Some ideas for validation of LCA or sustainability databases:

  • Open street map (e.g. open grid map).
  • Enepedia (trying to move beyond energy into industry)
  • Remote sensing (e.g. aggregate land use and land use change)
  • Remote sensing (atmospheric emissions, e.g. methane, GHG)
  • Comparison with top-down (IO) and bottom-up (LCA)
  • Passive crowd source data (e.g. sensebox, bus sensors)
  • Prioritized crowd source data (check up individually on particular hot spots)
  • National GHG inventories
  • Add up total health burdens or other total indicators (e.g. global species extinction rate), compare with total predicted values from health meta-studies. Some unpublished work on this from Bo Weidema.

Data quality indicators:

  • Mass balance (substance-specific) & energetic balances (or at least nothing too impossible)
  • Water, land, monetary, etc. balances
  • Could measures from robust statistics help in finding outliers?
  • Pedigree matrix as a measure of data quality or uncertainty from use of proxy datasets
  • People processing trade data (e.g. for EEMRIO) do a lot of manual checking - possibility of working together to have common algorithms or expectations?
  • Try to build on the techniques used in hunting for the “rogue” CFC manufacturer
  • End- or intermediate-level models can check assumptions before starting to work with data, e.g. the ocelot project defines models as a list of functions, and half of these functions are checking assumptions in data, as opposed to actually doing things.
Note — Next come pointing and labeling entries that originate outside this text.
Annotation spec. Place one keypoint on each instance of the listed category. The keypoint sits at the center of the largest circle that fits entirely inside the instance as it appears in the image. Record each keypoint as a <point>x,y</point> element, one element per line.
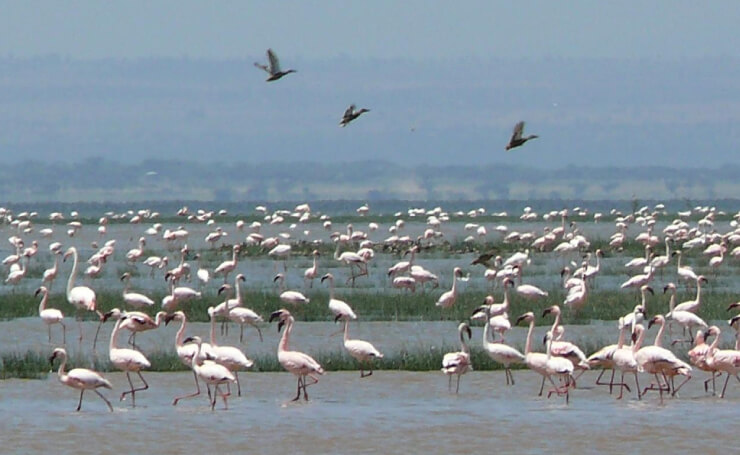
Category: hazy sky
<point>418,29</point>
<point>639,82</point>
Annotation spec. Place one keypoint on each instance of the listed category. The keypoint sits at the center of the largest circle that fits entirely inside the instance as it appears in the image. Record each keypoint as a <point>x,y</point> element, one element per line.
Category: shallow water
<point>389,412</point>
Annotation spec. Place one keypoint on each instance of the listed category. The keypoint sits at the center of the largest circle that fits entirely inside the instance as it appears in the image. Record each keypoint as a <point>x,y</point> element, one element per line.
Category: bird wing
<point>518,131</point>
<point>350,110</point>
<point>263,67</point>
<point>274,62</point>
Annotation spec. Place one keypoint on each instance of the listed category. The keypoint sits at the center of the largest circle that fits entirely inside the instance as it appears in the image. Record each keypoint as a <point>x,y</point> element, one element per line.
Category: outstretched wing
<point>518,131</point>
<point>263,67</point>
<point>274,62</point>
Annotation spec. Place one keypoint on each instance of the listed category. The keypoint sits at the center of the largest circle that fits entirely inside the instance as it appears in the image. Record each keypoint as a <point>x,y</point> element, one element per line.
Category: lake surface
<point>389,412</point>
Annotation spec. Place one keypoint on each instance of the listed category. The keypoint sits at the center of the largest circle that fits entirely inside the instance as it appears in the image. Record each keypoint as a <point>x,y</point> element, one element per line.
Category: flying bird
<point>351,114</point>
<point>516,137</point>
<point>273,67</point>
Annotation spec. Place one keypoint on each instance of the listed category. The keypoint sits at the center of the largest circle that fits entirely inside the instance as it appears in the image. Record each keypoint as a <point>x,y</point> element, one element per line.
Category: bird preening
<point>273,67</point>
<point>351,114</point>
<point>517,138</point>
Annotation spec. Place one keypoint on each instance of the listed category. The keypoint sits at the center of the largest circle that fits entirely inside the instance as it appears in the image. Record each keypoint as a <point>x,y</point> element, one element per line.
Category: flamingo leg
<point>676,389</point>
<point>134,390</point>
<point>79,404</point>
<point>722,395</point>
<point>110,406</point>
<point>298,394</point>
<point>195,394</point>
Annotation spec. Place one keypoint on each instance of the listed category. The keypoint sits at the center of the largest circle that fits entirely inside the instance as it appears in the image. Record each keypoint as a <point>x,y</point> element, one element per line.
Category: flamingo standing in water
<point>81,297</point>
<point>128,360</point>
<point>211,372</point>
<point>50,315</point>
<point>80,378</point>
<point>361,350</point>
<point>448,299</point>
<point>458,363</point>
<point>301,365</point>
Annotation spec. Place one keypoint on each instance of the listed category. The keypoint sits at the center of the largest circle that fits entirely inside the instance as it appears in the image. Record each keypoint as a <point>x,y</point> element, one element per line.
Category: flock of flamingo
<point>560,365</point>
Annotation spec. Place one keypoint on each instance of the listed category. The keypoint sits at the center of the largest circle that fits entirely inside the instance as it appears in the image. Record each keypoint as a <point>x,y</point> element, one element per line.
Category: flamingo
<point>352,260</point>
<point>229,356</point>
<point>134,299</point>
<point>447,299</point>
<point>724,360</point>
<point>693,305</point>
<point>697,357</point>
<point>128,360</point>
<point>312,272</point>
<point>360,350</point>
<point>624,358</point>
<point>226,267</point>
<point>534,360</point>
<point>50,315</point>
<point>81,297</point>
<point>516,137</point>
<point>50,274</point>
<point>211,372</point>
<point>685,319</point>
<point>500,352</point>
<point>350,114</point>
<point>458,363</point>
<point>339,308</point>
<point>135,254</point>
<point>658,360</point>
<point>185,352</point>
<point>80,378</point>
<point>301,365</point>
<point>135,321</point>
<point>291,297</point>
<point>273,67</point>
<point>558,366</point>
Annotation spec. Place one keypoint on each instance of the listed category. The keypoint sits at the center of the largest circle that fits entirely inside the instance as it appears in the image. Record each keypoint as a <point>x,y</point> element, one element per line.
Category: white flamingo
<point>50,315</point>
<point>360,350</point>
<point>458,363</point>
<point>447,299</point>
<point>226,267</point>
<point>301,365</point>
<point>229,356</point>
<point>291,297</point>
<point>312,272</point>
<point>134,299</point>
<point>339,308</point>
<point>81,297</point>
<point>128,360</point>
<point>81,378</point>
<point>50,274</point>
<point>211,372</point>
<point>500,352</point>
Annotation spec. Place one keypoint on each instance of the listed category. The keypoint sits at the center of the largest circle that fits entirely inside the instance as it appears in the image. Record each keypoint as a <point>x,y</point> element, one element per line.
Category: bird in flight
<point>516,137</point>
<point>273,67</point>
<point>351,114</point>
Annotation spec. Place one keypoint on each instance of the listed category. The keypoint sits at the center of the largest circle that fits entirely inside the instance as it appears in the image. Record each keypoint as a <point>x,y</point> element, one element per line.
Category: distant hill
<point>99,179</point>
<point>589,113</point>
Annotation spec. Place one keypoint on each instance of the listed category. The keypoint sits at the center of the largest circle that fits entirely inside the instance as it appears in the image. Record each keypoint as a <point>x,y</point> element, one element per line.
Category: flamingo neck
<point>638,343</point>
<point>213,327</point>
<point>114,335</point>
<point>659,336</point>
<point>620,341</point>
<point>180,333</point>
<point>73,273</point>
<point>42,304</point>
<point>528,344</point>
<point>283,345</point>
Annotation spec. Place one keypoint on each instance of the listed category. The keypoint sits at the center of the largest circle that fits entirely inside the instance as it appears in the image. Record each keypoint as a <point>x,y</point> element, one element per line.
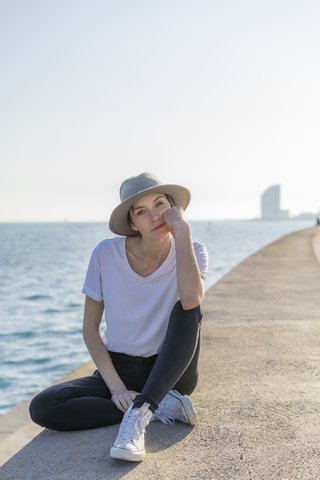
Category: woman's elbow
<point>191,302</point>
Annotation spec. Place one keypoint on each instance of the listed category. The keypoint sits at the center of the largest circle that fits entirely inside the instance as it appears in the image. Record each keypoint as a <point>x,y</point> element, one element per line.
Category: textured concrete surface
<point>258,399</point>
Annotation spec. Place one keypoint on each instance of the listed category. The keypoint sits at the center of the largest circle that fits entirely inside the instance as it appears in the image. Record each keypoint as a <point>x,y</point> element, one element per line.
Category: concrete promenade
<point>258,399</point>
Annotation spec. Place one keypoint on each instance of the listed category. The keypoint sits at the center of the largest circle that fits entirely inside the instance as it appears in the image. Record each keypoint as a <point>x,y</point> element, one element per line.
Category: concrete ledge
<point>258,398</point>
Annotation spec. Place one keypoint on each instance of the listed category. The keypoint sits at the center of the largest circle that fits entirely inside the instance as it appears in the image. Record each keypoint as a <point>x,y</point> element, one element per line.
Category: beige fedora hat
<point>137,187</point>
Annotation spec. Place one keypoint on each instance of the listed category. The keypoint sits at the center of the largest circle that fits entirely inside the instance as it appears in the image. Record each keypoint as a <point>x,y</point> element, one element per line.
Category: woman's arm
<point>190,282</point>
<point>91,321</point>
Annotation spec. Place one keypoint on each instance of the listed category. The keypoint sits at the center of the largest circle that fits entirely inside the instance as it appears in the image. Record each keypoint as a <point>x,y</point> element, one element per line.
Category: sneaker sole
<point>123,454</point>
<point>189,412</point>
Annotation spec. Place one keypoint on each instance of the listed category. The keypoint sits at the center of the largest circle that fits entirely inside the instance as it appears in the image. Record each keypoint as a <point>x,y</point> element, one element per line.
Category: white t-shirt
<point>137,309</point>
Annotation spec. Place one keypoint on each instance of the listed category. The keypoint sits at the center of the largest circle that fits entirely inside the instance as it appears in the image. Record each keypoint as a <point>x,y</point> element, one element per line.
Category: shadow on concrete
<point>56,455</point>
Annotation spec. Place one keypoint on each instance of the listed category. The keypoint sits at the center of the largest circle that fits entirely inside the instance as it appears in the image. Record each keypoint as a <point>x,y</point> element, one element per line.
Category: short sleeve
<point>92,286</point>
<point>202,258</point>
Validation of operational model:

  • QQ plot (quantile-quantile plots) to spot outliers
  • duration curve: order time-series by value to check peak values
  • performances with simple model, then improve it and compare it with old version
  • compare performances of own model with other similar models: Pearson correlation coefficient, RMSD, mean absolute error, etc.
  • annual average values, i.e. coefficient of performance, etc.
  • cross-validation of any curve


An interesting article applying ex post modeling about cost optimization as a realistic approximation of the evolution of energy systems:


Hello @ksyranid Just to repeat your reference (Trutnevyte 2016) in full. And to mention work that @ClaraHeuberger presented at the openmod Munich workshop (12–13 October 2017) and which is now published (Heuberger et al 2018). This work uses rolling horizon optimization to capture and study myopic planning and limited foresight. The paper itself talks about “unicorn technologies”. Both articles sound a warning about the practice of tuning policy models too closely to the recent past.
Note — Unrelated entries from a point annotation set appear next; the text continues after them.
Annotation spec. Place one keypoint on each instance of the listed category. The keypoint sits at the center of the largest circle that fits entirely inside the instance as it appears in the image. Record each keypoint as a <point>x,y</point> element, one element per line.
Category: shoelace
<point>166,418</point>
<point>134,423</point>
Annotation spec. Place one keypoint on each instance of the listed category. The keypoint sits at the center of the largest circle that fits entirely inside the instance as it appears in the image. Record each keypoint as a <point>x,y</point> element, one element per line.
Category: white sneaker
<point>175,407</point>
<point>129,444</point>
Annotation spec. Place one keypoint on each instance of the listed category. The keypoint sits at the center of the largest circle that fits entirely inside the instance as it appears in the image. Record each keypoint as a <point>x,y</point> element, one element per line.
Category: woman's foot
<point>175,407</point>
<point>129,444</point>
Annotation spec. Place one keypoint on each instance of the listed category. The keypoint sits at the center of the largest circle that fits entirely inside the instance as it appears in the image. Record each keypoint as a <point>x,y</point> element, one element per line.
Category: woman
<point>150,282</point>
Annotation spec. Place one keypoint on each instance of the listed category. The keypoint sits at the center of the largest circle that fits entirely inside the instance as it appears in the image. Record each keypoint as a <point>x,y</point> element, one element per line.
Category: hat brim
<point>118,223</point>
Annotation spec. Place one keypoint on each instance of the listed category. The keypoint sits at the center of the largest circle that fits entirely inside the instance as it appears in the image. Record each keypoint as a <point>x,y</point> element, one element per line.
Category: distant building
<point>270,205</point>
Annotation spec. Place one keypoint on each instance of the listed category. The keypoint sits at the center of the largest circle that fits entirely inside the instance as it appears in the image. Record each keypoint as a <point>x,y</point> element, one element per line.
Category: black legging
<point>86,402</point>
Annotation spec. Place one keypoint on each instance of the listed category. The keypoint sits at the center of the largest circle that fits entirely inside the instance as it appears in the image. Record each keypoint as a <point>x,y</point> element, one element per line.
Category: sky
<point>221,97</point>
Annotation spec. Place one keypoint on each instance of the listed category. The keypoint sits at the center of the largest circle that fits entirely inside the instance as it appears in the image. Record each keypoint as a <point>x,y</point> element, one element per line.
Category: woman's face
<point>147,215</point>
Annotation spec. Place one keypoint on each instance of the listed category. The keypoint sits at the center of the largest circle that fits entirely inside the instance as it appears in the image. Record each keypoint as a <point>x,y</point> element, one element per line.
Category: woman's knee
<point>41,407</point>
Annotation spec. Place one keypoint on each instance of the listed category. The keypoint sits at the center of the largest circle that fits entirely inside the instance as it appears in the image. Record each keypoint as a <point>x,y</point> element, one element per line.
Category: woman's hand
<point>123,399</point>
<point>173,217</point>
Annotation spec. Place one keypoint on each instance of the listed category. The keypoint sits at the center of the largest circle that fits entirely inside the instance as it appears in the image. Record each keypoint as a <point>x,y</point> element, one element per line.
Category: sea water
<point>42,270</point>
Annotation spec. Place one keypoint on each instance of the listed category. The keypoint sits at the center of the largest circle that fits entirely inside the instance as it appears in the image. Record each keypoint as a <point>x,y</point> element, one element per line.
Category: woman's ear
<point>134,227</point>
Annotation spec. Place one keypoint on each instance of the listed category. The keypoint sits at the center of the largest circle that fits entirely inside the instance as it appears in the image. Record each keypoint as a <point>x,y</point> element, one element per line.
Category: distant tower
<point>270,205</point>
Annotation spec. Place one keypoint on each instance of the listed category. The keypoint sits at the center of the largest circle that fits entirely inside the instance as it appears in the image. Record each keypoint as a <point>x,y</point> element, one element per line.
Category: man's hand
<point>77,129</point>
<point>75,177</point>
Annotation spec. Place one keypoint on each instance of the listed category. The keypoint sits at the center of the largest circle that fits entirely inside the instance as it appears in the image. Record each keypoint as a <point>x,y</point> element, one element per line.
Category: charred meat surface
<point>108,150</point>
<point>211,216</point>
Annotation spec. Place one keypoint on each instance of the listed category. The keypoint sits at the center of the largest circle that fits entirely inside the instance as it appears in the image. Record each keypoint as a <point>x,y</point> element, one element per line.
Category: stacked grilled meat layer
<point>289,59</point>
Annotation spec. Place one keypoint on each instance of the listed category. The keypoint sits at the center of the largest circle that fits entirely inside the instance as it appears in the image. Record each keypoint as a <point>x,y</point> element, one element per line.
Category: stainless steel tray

Heuberger, Clara F, Iain Staffell, Nilay Shah, and Niall Mac Dowell (21 May 2018). “Impact of myopic decision-making and disruptive events in power systems planning”. Nature Energy. ISSN 2058-7546. doi:10.1038/s41560-018-0159-3. Paywalled.

Trutnevyte, Evelina (1 July 2016). “Does cost optimization approximate the real-world energy transition?”. Energy. 106: 182–193. ISSN 0360-5442. doi:10.1016/ Paywalled.